Artificial Intelligence and the Politics of Science: Why AI-drafted policy briefs are better than LLM tools, and how to best protect them
Answers to these questions are urgently needed. Powerful language models are used widely in research and technological development and can now be obtained through commercialization and open source. Policymakers are experimenting with publicly available artificial intelligence tools. Legislative staff members in the United States are experimenting with OpenAI’s GPT-4 (see go.nature.com/3zpwhux) and, reportedly, other unapproved and potentially less reliable AI tools. The US House of Representatives set limits on the amount of information that could be communicated through chatbot in June.

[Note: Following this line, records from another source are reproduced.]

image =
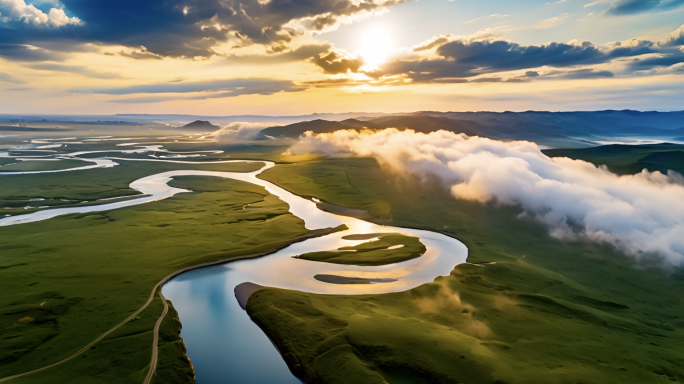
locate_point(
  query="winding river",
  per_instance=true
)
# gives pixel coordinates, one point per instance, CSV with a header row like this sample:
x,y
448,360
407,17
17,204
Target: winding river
x,y
222,341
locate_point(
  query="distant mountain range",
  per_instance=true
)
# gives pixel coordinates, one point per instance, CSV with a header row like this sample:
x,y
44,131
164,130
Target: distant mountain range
x,y
201,126
553,129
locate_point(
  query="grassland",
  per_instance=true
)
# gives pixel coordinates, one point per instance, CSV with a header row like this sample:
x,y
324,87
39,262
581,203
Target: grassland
x,y
65,281
530,309
89,187
388,249
629,159
40,165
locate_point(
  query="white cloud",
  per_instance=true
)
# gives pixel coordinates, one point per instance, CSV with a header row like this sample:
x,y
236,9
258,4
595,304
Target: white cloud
x,y
640,214
240,131
18,10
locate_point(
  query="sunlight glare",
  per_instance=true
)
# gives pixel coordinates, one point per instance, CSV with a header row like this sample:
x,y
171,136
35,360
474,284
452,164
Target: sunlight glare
x,y
375,48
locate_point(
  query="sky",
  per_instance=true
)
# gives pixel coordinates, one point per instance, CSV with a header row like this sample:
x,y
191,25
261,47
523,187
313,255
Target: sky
x,y
292,57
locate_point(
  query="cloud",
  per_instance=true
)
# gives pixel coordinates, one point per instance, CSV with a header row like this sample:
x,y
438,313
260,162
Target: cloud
x,y
7,78
75,69
239,132
22,52
303,52
191,28
630,7
640,214
334,63
15,12
460,58
674,39
214,88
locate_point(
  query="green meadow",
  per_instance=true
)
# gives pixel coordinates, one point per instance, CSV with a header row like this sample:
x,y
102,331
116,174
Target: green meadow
x,y
387,249
67,280
629,159
527,308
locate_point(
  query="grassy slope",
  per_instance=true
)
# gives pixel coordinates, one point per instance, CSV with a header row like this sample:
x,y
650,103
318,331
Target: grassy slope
x,y
547,311
629,159
100,267
24,166
372,252
86,187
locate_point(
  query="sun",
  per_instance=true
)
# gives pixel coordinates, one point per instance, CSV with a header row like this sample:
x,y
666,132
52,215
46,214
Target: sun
x,y
375,47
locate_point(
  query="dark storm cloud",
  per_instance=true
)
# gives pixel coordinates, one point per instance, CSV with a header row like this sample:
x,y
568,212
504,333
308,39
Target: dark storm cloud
x,y
463,59
629,7
187,27
215,88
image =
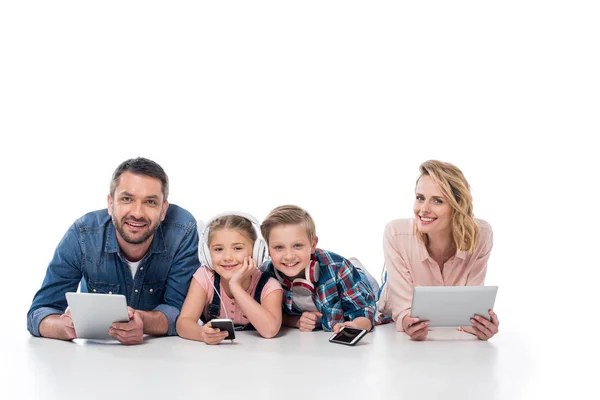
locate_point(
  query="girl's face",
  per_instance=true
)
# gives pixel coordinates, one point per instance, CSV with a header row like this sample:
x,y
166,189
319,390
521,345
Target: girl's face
x,y
228,247
433,214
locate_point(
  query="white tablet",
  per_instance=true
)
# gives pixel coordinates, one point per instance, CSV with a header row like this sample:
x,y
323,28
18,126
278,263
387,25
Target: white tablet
x,y
93,314
452,305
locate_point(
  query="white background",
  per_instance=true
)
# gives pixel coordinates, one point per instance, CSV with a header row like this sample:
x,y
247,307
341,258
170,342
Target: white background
x,y
328,105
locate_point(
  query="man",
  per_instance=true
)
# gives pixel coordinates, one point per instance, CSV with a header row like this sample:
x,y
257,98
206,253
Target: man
x,y
140,247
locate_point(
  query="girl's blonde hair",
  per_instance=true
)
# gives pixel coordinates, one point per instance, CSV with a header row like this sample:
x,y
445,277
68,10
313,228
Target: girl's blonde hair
x,y
457,192
240,224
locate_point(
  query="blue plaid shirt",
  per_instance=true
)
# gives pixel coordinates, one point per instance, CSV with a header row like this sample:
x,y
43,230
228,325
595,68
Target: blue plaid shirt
x,y
340,294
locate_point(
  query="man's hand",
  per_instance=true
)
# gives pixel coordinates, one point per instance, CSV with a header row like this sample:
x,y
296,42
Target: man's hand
x,y
131,332
67,322
414,328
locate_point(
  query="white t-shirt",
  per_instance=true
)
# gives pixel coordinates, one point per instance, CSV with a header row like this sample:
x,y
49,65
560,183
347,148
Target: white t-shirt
x,y
133,267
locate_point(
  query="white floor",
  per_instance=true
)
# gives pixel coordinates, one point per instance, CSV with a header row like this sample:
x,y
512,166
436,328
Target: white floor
x,y
385,364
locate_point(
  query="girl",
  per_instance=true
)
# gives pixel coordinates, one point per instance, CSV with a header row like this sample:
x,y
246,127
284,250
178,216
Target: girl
x,y
231,246
443,245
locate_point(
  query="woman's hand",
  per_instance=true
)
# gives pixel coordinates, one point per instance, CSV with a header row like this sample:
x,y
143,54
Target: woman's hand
x,y
482,328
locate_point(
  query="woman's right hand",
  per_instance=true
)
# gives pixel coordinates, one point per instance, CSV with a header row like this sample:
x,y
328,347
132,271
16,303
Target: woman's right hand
x,y
415,329
212,335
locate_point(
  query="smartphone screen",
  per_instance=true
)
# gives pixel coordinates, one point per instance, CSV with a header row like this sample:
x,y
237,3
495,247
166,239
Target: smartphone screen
x,y
224,325
349,336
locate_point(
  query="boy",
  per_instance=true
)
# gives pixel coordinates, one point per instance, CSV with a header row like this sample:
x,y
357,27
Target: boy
x,y
321,288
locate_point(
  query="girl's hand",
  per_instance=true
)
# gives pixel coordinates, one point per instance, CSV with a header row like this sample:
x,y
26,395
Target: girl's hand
x,y
243,273
212,335
308,321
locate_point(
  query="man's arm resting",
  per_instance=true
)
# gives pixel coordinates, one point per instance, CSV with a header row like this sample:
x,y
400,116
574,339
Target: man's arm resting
x,y
156,323
55,327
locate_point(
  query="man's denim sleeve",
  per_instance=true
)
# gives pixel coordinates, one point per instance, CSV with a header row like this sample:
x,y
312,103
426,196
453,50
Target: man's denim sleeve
x,y
185,263
62,275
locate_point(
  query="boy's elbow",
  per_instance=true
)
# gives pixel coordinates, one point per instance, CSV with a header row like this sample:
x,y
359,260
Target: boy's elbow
x,y
272,331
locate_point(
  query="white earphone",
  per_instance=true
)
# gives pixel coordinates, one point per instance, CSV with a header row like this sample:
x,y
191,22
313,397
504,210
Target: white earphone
x,y
302,286
259,251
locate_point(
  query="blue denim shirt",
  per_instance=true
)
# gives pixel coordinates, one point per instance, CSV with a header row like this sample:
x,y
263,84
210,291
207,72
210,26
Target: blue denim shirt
x,y
89,253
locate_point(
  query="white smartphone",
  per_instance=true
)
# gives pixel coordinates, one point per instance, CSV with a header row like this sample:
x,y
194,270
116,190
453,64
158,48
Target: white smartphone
x,y
224,324
347,335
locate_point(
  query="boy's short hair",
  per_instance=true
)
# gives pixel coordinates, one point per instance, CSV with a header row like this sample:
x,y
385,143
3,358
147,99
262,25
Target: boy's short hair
x,y
288,215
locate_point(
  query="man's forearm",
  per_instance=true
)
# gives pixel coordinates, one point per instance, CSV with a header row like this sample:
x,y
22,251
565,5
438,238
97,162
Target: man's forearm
x,y
52,327
290,320
155,322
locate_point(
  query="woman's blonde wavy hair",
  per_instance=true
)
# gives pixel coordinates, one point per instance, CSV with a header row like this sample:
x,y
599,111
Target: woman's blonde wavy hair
x,y
457,192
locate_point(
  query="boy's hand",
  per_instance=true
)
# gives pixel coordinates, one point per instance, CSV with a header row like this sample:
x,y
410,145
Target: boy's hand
x,y
308,321
212,335
351,324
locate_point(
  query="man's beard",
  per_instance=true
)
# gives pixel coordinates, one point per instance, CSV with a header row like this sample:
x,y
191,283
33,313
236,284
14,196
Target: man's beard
x,y
128,238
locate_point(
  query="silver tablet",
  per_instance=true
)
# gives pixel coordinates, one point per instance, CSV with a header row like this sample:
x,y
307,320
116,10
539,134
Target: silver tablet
x,y
452,305
93,314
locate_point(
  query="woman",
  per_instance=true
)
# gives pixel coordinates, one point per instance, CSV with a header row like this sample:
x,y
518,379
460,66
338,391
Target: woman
x,y
443,245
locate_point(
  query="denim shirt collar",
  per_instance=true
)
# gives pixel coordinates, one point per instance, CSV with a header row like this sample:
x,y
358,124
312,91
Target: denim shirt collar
x,y
111,244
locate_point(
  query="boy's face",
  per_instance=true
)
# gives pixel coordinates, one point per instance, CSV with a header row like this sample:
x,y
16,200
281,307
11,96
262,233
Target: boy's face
x,y
290,249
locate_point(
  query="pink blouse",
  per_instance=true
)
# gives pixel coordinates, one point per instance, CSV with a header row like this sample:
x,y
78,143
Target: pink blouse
x,y
408,265
206,281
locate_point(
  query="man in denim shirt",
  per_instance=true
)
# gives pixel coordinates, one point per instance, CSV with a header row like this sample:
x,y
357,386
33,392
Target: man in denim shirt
x,y
140,247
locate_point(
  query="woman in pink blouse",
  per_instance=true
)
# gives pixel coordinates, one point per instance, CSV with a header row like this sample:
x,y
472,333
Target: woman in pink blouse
x,y
443,245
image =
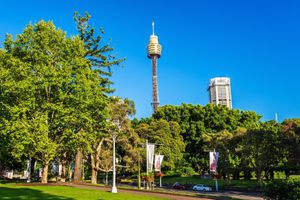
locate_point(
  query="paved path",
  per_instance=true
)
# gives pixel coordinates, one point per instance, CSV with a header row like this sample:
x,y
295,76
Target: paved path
x,y
233,194
178,195
144,193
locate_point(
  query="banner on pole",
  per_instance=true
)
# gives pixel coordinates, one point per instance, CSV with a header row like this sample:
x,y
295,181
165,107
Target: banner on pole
x,y
157,163
150,159
213,161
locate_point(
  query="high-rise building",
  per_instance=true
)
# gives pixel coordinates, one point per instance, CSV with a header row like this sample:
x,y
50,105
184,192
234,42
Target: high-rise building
x,y
220,92
154,52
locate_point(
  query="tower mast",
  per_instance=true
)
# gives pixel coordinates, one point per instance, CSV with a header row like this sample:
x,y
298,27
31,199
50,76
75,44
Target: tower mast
x,y
154,53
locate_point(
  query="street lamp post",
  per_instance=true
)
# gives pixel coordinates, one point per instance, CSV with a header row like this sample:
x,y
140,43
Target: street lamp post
x,y
114,188
114,135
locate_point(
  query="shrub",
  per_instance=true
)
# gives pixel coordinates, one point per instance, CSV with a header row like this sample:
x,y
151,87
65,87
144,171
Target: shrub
x,y
283,190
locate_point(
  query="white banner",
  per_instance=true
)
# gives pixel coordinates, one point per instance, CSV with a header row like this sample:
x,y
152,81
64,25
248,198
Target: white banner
x,y
150,157
157,163
213,161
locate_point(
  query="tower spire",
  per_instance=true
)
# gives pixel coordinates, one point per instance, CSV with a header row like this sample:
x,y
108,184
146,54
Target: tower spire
x,y
153,27
153,53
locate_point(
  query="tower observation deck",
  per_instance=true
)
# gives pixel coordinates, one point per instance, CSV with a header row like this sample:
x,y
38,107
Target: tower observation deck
x,y
154,53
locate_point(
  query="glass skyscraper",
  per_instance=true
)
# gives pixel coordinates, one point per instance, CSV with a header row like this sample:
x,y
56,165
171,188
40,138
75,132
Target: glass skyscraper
x,y
220,91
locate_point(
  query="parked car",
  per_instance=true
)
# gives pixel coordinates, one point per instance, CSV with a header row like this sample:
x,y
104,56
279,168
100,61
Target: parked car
x,y
179,186
201,187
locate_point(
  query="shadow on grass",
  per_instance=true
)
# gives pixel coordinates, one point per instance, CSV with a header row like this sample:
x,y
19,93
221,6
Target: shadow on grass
x,y
25,193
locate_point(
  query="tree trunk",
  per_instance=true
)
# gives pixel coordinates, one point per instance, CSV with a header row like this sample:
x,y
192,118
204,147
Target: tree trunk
x,y
32,168
94,171
106,178
258,175
45,174
63,171
78,167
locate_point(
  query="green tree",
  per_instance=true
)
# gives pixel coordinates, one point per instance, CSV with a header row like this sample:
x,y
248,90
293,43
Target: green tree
x,y
101,59
39,79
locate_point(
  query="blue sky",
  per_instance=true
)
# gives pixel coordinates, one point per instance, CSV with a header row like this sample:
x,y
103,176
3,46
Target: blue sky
x,y
256,43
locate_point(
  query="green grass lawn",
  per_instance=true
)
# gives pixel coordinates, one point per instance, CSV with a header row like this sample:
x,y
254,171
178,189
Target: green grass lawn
x,y
14,191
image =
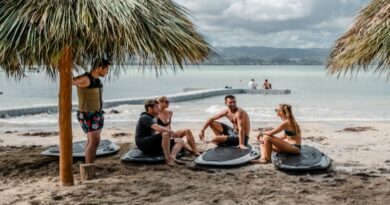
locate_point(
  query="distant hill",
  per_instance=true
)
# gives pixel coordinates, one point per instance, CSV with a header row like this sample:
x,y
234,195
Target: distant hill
x,y
269,56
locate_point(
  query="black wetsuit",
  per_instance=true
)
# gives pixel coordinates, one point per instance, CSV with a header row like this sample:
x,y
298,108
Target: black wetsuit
x,y
146,139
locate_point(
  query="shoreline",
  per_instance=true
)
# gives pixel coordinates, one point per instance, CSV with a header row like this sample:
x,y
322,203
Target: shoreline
x,y
360,172
175,97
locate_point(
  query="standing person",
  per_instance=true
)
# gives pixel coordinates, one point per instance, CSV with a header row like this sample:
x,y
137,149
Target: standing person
x,y
238,135
90,113
252,84
152,138
164,119
289,142
267,85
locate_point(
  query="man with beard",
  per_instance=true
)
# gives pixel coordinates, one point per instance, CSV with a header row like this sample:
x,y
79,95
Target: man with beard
x,y
238,135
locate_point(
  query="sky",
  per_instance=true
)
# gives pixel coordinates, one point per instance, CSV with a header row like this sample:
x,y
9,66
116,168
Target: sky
x,y
273,23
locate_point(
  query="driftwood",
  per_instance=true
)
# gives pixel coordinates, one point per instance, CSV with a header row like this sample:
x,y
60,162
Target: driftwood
x,y
87,171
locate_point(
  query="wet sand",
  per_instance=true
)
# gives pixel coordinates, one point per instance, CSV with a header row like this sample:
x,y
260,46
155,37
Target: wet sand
x,y
360,173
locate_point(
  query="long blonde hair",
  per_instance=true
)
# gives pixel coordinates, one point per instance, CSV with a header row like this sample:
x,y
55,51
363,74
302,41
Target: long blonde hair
x,y
286,109
162,98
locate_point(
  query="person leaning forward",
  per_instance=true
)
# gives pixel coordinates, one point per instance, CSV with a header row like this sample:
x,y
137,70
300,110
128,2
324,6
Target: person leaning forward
x,y
238,135
152,138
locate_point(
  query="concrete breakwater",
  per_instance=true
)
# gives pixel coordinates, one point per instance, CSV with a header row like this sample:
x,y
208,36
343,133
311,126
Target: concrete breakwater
x,y
188,94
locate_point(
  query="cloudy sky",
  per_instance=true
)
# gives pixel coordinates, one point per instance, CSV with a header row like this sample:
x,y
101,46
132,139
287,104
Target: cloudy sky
x,y
274,23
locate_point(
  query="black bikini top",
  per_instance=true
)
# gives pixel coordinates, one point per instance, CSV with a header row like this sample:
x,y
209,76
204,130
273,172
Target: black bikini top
x,y
289,133
160,122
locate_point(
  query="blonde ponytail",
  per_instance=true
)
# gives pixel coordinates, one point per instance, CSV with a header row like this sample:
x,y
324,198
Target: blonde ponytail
x,y
287,111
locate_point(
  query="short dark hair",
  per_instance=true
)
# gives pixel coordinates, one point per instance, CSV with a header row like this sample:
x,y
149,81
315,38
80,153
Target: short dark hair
x,y
229,97
100,63
150,103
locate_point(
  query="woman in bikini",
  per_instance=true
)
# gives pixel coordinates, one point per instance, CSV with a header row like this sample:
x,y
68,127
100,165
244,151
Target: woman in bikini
x,y
289,142
164,119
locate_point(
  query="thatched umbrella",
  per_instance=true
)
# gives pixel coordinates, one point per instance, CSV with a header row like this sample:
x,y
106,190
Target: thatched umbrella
x,y
367,42
63,35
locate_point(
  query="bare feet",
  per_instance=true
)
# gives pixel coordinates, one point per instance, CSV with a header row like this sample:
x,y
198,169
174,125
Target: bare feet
x,y
176,161
260,161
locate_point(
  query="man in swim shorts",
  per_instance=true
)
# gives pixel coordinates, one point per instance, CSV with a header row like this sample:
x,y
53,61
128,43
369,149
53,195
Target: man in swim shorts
x,y
238,135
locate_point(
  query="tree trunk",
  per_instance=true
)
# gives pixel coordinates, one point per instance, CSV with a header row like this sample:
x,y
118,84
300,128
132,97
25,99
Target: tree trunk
x,y
65,117
87,171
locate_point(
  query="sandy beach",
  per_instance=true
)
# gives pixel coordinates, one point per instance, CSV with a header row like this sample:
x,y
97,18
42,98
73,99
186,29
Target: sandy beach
x,y
360,172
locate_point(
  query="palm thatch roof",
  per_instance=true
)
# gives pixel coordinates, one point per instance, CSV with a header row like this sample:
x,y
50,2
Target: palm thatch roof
x,y
157,32
366,43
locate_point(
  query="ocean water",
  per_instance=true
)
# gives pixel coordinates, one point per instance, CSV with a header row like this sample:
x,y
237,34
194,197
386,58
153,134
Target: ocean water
x,y
315,95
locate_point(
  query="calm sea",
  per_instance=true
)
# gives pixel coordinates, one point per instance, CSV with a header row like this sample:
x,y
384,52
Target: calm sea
x,y
315,95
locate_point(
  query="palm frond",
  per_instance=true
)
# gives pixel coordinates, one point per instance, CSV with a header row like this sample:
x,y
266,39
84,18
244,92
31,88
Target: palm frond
x,y
366,43
157,32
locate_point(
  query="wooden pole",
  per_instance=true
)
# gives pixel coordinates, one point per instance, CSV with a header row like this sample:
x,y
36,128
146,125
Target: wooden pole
x,y
87,171
65,117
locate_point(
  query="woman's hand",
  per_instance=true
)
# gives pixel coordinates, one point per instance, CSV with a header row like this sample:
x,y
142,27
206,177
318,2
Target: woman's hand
x,y
201,135
267,133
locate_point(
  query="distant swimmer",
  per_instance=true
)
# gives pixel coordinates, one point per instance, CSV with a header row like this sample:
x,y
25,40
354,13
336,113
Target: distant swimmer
x,y
252,84
267,85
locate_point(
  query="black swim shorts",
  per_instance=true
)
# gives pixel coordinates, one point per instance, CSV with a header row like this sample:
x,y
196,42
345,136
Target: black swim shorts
x,y
232,136
151,144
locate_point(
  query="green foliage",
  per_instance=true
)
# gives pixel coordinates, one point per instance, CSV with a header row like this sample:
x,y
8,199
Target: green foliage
x,y
366,43
155,32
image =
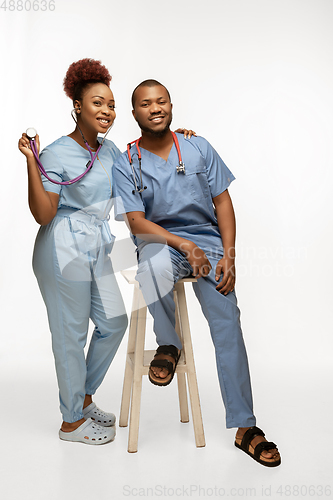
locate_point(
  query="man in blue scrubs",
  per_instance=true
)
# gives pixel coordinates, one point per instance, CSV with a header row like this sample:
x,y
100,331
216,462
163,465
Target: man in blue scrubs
x,y
183,223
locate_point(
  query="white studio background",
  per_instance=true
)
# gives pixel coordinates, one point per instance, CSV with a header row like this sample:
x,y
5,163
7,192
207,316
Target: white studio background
x,y
255,78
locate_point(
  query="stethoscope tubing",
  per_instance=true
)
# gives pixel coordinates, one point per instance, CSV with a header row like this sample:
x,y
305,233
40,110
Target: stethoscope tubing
x,y
180,167
64,183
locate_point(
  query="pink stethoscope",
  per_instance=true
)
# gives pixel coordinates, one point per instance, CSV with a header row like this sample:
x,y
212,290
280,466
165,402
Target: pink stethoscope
x,y
31,133
180,167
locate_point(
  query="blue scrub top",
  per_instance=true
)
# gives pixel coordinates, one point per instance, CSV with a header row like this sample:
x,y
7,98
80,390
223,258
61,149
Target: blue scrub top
x,y
180,203
65,159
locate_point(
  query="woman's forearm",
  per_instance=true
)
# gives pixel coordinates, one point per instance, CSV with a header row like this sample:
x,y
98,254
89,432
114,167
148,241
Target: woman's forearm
x,y
42,206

Concerns have been raised that AI-drafted publications could flood the system and contaminate databases of preprints and journal submissions14. There could be a risk for policy information from tools based on artificial intelligence. Infusing political debates with biased or fabricated information — presented in a seemingly scientific manner — could create confusion and tip the perception of contested policy issues. Targeting policymakers with disinformation can be an effective strategy to divert attention and cause confusion. Disinformation attacks pose a threat not only to those that provide science advice, but to the whole online system as well. Ensuring that systems used to produce science advice are not influenced by disinformation or ‘data-poisoning’ attacks might require greater oversight and understanding of the training data and process. This is a whole-of-sector issue, but in the first instance, coordinating and advisory bodies (such as the US Office of Science and Technology Policy) should work with key research funders to have a catalysing role.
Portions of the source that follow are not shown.